Reflections of Research: Flower from the heart, by Dr Nicoletta Surdo

The British Heart Foundation (BHF) annual image competition, Reflections of Research, provides a glimpse into the cutting-edge research that the BHF funds

REGULATION OF cAMP SIGNALS AT INDIVIDUAL MACROMOLECULAR COMPLEXES IN CARDIAC MYOCYTES

The cAMP\PKA pathway regulates a wide range of cellular processes in the heart. cAMP compartmentalization has been demonstrated by FRET-based sensors in cardiac cell, although studies so far have suffered from limited spatial resolution of the imaging approach. The local control of cAMP signals in distinct signalling hubs is of critical importance to achieve specific functions. We developed a new set of tools, based on a novel FRET-tag, named INF2, for quantitative imaging of cAMP capable of dissecting compartmentalized cAMP signalling.
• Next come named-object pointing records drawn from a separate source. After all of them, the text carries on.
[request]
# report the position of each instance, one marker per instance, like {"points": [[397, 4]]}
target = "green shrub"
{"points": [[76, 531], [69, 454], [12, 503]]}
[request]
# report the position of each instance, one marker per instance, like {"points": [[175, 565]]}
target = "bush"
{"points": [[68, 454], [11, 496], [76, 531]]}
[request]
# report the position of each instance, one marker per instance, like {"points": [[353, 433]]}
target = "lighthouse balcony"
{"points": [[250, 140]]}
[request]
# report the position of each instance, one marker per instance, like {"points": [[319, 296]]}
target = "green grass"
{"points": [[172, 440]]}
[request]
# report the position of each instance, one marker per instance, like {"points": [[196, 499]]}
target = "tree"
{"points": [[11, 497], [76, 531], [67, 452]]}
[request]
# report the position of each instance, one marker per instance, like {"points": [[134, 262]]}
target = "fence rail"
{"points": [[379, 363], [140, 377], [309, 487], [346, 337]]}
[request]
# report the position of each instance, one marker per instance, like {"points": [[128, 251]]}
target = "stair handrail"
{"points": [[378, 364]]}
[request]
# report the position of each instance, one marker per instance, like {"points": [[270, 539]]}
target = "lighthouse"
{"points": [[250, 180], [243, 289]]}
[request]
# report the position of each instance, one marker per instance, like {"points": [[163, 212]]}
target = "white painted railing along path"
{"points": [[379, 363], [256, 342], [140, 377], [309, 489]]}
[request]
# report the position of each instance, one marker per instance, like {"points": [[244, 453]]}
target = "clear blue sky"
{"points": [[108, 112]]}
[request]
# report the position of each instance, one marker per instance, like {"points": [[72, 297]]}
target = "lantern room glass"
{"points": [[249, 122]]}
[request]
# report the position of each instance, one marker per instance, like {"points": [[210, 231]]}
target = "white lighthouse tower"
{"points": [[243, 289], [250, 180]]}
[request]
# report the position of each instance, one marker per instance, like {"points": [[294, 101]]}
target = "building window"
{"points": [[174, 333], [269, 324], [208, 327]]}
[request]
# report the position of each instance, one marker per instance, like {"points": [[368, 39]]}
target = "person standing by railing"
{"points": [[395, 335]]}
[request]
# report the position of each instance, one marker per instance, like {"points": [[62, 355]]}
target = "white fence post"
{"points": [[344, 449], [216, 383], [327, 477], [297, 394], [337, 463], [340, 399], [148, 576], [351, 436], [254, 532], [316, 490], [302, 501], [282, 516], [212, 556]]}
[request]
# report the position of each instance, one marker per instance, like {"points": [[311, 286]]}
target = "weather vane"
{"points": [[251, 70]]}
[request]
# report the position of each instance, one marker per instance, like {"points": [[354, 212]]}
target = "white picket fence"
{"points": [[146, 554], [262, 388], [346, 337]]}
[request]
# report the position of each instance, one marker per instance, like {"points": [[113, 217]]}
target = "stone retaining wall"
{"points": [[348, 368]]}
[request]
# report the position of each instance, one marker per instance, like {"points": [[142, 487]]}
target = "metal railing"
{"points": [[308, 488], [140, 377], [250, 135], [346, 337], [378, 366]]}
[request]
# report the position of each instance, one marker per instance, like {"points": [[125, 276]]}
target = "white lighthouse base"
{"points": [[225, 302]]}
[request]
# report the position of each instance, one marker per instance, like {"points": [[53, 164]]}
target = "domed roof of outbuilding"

Due to its novel design, the INF2 sensor can be targeted to individual macromolecular complexes by fusion to targeting proteins, retaining FRET efficiency independently of the protein it is fused to. These targeted sensors allow accurate quantification and comparison of cAMP fluctuations confined to specific signalling hubs. Expression of the targeted sensors in neonatal and in adult rat cardiomyocytes shows the expected specific targeting. The FRET response to catecholamine stimulation of INF2 fusions to AKAP79, AKAP18d and TnI, three proteins involved in the regulation of excitation-contraction coupling, shows that cAMP signals are uniquely regulated in the microenvironment surrounding these three hubs. Moreover the FRET signal generated by these sensors upon PGE2 and GLP-1 stimulation shows different cAMP responses in different plasma membrane compartments. Such differences are abolished by pretreatment with the PDE inhibitor IBMX, emphasizing the key role of phosphodiesterases in the control of the local cAMP levels. Our results indicate that these new tools have the potential to dissect of cAMP microdomains with unprecedented spatial resolution.